Wikis Working Together
Among the resources researchers might choose to consult is WikiProteins, a collaborative effort that allows scientists to jointly annotate proteins.
WikiProteins “is a little bit more difficult to use” than Gene Wiki, said Su, in part because of that project’s “desire to have more structured content.”
In WikiProteins, “every piece of data you contribute has to be tagged as to what type of data it is,” he said. While that process “greatly facilitates” downstream processing by bioinformaticians, it “puts a little bit of a barrier to entry for non-tech geeks to contribute data,” which might discourage contribution, said Su.

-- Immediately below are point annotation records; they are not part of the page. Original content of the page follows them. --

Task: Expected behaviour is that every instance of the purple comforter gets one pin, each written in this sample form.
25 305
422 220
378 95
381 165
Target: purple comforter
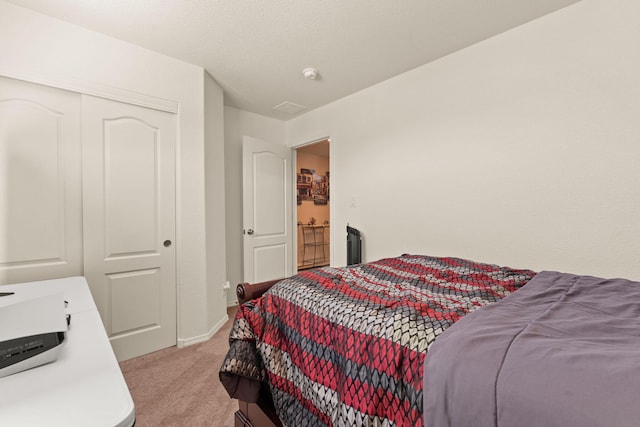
562 351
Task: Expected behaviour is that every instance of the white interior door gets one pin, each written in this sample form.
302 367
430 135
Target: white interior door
40 182
267 221
129 222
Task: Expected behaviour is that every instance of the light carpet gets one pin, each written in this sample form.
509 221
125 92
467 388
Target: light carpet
180 386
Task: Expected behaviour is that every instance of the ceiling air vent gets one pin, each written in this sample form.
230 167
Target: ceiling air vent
289 107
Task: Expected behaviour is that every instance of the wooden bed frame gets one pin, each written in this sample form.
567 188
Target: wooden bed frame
262 413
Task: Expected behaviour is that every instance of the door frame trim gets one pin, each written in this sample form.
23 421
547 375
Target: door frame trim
91 88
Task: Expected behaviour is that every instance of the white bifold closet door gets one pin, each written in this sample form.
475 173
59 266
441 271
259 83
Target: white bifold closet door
40 183
129 222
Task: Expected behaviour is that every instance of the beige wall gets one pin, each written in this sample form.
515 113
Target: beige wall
520 150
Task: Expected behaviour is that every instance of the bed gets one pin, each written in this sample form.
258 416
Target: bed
356 346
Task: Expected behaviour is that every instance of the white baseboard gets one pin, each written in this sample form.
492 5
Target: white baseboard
184 342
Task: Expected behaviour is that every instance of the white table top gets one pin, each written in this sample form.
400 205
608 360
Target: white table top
84 386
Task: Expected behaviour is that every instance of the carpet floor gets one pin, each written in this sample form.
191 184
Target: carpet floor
180 386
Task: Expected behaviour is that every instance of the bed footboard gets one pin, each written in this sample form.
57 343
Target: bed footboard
247 291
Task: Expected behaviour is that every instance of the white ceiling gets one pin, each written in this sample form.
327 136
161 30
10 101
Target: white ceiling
256 50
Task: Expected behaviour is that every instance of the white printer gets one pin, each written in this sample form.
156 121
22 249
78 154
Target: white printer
32 330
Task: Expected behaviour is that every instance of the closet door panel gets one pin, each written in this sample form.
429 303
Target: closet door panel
40 182
129 222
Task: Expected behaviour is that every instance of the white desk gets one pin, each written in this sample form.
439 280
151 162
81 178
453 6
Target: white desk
84 387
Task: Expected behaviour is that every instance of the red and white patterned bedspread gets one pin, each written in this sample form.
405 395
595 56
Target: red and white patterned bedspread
346 346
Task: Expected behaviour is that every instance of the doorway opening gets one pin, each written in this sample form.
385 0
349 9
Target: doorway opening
313 205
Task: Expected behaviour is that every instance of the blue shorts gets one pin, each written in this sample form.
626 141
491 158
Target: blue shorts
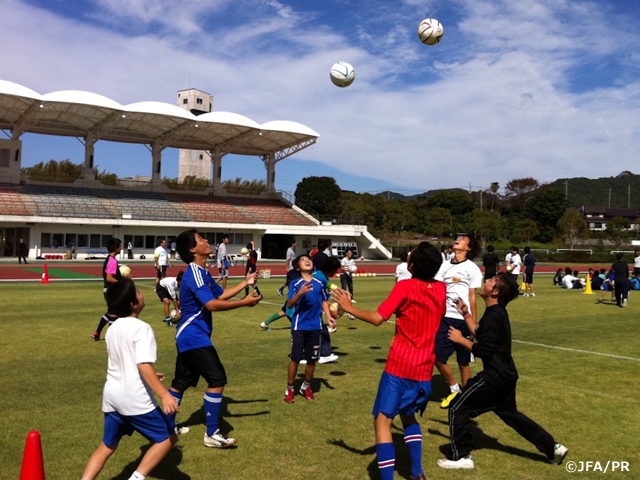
305 344
400 396
445 347
154 426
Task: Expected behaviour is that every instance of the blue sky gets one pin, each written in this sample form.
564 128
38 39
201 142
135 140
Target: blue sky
542 88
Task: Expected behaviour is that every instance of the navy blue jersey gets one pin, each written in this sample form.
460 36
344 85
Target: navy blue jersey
196 324
307 314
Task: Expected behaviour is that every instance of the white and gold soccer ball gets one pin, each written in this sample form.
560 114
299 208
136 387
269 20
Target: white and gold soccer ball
430 31
342 74
125 271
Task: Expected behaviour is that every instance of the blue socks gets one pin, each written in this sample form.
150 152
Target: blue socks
413 440
212 405
386 460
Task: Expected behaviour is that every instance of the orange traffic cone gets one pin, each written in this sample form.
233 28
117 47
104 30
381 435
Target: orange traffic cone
32 461
587 289
45 275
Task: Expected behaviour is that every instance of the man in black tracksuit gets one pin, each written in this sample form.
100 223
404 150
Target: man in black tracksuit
494 388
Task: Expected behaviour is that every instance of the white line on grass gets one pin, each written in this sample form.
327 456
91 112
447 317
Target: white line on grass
577 350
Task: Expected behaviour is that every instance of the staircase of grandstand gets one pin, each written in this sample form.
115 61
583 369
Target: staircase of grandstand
67 201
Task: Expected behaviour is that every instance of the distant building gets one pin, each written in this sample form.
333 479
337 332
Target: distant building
196 163
597 217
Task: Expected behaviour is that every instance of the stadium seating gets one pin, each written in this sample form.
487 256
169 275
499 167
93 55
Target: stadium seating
68 201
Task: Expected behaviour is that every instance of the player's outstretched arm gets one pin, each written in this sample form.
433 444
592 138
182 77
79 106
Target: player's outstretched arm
343 298
150 377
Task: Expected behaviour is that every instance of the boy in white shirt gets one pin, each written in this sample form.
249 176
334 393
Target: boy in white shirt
127 401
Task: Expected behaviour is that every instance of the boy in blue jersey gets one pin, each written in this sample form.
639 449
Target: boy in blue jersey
199 296
309 297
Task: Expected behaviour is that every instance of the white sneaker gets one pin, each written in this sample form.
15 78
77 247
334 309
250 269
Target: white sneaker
559 452
218 440
181 430
328 359
465 462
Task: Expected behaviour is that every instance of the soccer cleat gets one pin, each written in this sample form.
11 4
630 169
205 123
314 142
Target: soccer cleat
218 440
447 401
464 462
328 359
559 452
307 393
181 430
289 396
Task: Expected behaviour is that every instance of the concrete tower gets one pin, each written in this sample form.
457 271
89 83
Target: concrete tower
195 163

Gene Wiki, on the other hand, has “a very low barrier to entry” and thus should attract more contribution from the community, he said. 
“With WikiProteins there is quite a bit of structure around how you contribute,” he said. “It is not, ‘You click edit, you make an edit, you click save,’ [which] is essentially how it is on the Wikipedia pages.”
On the plus side for WikiProteins, said Su, is that its information has a higher likelihood of being integrated into traditional gene portals. “Making its way back to the portals is a process that is difficult in the Wikipedia model,” he said, adding that this feature might be one area where the two projects could find synergy.
WikiProteins co-founder Mons said that Gene Wiki bears a “certain risk” that people will start to violate some of Wikipedia’s “pillars” or values — for example one that prohibits the inclusion of original research.
Scientists who have no idea about these pillars may have the inclination to start adding original research data into a Wikipedia article, “which is not what Wikipedia wants,” Mons said. “They want to stay encyclopedic.”
WikiProteins “is at the other end of the spectrum” with a highly structured database and may establish itself as a resource where only the most earnest researchers will take the time to learn how to navigate the space, said Mons.
Given the amount of genomic and proteomic information that has to be described, “there is no way this can be done … in a centralized fashion,” said Mons, who noted that community annotation appears to be the future of the field, regardless of which wiki-based resource researchers adopt.
“Both of us were interested in not competing; the systems have different strengths and different weaknesses,” said Su.
Added Mons, “we have decided to sit down together and it looks like things are clicking very well.”